Um ano antes, Machado de Castro, que aprendera e trabalhara 15 anos em Mafra, como discípulo do escultor italiano Alexandre Giusti, foi convocado ao Paço para o desafio de construir a estátua. Venceu o concurso, mas não sem rebuço, dizendo que se coarctava o artista da sua liberdade de criação por lhe imporem uns modelos que recebeu de Eugénio dos Santos, o arquitecto encarregado pelo marquês de Pombal de reconstruir a Baixa, e mais os de Reynaldo dos Santos, que concebera o pedestal onde assentaria a estátua - alta de 14 metros, a peça propriamente dita com 6,93 metros.
Conta o historiador José Augusto França, em A Reconstrução de Lisboa e a Arquitectura Pombalina (Instituto de Cultura e Língua Portuguesa, 1977), que Eugénio dos Santos "mais ou menos os copiou", de Perrault, para um monumento a Luís XIV, e de Le Brun para um arco de triunfo, projectos que figuram no álbum de Architecture Françoise de J. F. Blondel (1752), de onde o arquitecto tirou elementos que acordou - "os maus elementos de cada um", no dizer crítico de Machado de Castro.
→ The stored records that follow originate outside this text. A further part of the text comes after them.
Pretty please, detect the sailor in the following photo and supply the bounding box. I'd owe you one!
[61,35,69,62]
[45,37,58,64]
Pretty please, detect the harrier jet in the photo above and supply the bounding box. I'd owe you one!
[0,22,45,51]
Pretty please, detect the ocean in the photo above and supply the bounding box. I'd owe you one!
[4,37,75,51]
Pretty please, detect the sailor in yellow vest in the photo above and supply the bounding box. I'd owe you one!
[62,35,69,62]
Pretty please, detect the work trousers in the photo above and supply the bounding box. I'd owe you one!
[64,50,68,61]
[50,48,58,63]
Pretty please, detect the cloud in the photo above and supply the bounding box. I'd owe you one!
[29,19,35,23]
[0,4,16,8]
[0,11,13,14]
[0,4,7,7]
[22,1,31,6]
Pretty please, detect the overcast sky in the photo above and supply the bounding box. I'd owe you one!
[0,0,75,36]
Por isso se disse "violentado", e também pelo curto prazo que lhe deram para concluir a obra. Em apenas dez dias anotou a simetria dos animais da cudelaria real, tendo por base o Gentil, um "cavalo fino das Hespanhas", a que lhe daria um ar tenso e qualidade nervosa. Como descreve Anísio Franco, "resumiu no cavalo, em pouco tempo, o que de mais belo observou. É isso a arte melhor."
Primeira estátua equestre em Portugal, à de D. José replicou o Estado Novo, entre 1943 e 1971, com outras pelo país, mas nenhuma outra se prestaria a anedotas. Uma delas foi contada pelo próprio, por ter trabalhado o rosto da augusta figura - trajada de armadura romana, que nunca usaria - sem nunca o ter observado em pose, mas apenas a partir da efígie real cunhada em moeda.
Quanto às pilhérias, cuidem os distraídos que a pata direita do Gentil é a esquerda - por não estar flectida -, e se não foi a natureza a doirar o quadrúpede, também ele não era branco, mas negro como o ébano, como descreveu o escultor.